Then the next guy hits a ball towards the hole that the second baseman dives for and doesn't get, it slips out of his glove and goes out behind the first baseman. You know where this is going, the Padres lose. Lem finishes his story, not an ounce of emotion on his face or in his voice. I suppose it came from having so much experience, but being able to watch a guy lose a bet like that and just not show any emotion was etched into my mind of what a pro has to do. Like you could read a 300-page book on how to act professional and what to do to having staying power as a pro and still only kind of get it, yet in a 5 minute conversation Lem taught me a lot of those lessons that I never forgot.
brings to mind the soccer stadium in bayern munich, or ''munchen'' as pinnacle puts it.
scoreless late in the first half, and the crowd starts singing their rally songs. the lesser visiting team scores. the crowd never breaks stride, keep belting out the lyrics, sing a few more, seemingly oblivious to their side being down a goal at the end of the first half.
wouldn't you know it, the second half starts, the crowd keeps singing, their star player lewandowski scores 5 goals in like 9 minutes, some kind of record, the home team wins for fun.
had to verify my memory was accurate:
On 22 September 2015, Lewandowski set a
Bundesliga record by coming on as a substitute with Bayern trailing 0–1 to Wolfsburg and scoring five goals in 8 minutes and 59 seconds, the fastest by any player in Bundesliga history, to take a 5–1 lead.
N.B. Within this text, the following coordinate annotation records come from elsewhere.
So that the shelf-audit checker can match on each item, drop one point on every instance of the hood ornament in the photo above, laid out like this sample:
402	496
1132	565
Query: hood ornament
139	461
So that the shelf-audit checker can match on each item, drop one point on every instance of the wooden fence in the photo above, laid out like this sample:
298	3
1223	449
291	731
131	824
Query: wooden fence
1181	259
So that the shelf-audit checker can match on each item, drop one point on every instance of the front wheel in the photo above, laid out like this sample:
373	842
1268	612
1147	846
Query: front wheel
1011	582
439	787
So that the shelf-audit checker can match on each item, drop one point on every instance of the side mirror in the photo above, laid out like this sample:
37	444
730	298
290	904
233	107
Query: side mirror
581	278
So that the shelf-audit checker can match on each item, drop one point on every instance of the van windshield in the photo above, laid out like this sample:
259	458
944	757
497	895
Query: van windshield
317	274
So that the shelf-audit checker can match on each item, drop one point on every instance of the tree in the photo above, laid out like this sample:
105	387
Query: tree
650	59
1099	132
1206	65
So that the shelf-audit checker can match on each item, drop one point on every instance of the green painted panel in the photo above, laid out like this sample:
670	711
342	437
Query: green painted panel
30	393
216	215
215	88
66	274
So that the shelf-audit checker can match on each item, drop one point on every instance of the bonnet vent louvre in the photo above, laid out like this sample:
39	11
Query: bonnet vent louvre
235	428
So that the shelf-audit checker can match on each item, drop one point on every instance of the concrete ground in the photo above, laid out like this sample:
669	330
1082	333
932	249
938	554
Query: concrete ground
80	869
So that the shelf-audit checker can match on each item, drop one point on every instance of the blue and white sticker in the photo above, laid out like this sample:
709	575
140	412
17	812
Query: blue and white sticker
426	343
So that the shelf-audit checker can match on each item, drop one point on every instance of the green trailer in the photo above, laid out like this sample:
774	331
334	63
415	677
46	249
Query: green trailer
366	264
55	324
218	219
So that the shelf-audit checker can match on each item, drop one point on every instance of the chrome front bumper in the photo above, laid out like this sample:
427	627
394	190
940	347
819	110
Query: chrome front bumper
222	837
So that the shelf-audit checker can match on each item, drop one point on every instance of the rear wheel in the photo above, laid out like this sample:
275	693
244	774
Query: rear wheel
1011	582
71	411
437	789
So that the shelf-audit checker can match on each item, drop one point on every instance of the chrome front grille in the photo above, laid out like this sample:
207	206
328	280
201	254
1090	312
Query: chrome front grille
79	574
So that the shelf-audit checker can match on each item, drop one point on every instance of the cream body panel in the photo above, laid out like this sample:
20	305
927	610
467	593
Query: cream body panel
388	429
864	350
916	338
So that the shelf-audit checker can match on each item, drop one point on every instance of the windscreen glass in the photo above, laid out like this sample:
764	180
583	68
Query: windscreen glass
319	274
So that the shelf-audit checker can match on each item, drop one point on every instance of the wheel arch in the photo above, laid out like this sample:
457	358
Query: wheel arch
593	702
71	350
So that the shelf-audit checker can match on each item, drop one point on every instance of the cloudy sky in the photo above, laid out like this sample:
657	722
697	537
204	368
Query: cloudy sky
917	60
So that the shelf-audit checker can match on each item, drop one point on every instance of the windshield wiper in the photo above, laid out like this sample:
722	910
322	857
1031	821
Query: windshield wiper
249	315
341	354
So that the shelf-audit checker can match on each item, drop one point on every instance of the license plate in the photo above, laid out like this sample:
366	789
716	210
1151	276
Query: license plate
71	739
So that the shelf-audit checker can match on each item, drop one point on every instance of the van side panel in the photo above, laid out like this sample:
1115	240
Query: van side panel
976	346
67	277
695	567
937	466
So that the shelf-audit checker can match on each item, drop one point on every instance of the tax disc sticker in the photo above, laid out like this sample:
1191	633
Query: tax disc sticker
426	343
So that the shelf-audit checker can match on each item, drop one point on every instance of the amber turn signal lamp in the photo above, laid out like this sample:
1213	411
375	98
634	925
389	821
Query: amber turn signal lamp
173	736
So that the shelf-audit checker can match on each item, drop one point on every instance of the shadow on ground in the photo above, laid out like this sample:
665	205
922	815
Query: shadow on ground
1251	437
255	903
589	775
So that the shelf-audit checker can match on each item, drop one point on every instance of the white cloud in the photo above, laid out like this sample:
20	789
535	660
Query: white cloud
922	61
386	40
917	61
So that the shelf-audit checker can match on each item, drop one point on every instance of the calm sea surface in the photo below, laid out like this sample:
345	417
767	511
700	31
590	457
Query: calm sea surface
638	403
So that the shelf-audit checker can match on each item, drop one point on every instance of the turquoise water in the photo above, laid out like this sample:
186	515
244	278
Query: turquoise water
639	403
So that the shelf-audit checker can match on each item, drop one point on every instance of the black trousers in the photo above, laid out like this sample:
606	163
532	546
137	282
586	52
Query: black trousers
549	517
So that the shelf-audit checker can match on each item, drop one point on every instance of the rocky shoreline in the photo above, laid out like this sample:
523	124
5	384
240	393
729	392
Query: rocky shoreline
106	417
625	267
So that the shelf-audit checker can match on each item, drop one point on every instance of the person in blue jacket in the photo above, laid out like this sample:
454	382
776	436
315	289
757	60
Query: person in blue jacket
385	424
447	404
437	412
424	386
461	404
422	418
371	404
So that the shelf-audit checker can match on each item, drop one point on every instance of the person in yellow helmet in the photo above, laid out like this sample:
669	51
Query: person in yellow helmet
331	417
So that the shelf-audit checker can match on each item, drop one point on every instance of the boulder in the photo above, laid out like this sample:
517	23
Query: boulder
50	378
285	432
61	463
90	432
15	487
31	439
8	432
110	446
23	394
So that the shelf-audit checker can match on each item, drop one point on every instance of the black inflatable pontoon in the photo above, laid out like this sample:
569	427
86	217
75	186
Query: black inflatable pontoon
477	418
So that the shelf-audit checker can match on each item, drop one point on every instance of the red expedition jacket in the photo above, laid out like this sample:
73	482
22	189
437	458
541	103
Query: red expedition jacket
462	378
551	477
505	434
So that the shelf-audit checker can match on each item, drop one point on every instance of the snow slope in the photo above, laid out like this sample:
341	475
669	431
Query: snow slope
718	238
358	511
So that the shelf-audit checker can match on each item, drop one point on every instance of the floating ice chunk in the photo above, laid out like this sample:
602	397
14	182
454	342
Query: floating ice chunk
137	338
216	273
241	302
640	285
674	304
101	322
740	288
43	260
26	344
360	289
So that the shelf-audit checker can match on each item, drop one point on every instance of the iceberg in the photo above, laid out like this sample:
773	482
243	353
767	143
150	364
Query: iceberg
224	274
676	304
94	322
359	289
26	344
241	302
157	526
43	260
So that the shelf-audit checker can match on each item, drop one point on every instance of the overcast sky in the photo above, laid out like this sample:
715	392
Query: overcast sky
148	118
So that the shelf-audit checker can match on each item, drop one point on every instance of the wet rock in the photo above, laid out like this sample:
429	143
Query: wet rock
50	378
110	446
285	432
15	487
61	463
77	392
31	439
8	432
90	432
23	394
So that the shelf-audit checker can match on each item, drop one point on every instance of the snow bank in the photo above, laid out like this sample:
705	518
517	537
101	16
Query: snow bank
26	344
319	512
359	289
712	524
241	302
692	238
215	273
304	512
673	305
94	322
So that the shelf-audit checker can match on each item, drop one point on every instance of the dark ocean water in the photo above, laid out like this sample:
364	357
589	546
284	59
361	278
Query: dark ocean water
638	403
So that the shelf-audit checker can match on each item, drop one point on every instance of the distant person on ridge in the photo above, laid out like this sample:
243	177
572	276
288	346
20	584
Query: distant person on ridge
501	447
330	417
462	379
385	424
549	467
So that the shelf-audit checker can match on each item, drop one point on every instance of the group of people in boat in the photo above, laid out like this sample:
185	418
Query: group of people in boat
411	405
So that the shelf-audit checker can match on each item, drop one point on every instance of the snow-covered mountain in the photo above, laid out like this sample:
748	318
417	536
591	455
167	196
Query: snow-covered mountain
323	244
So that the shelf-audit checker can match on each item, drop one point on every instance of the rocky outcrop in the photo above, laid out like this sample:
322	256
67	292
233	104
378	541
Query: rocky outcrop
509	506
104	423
He also set Bundesliga records for the fastest
hat-trick (three goals in four minutes), and most goals scored by a substitute (five).
[81] Lewandowski's five goals in nine minutes was also the fastest in any major European football league since
Opta began keeping records, and it ended Wolfsburg's 14-match unbeaten run.
[82] He was awarded four certificates by
Guinness World Records for this feat.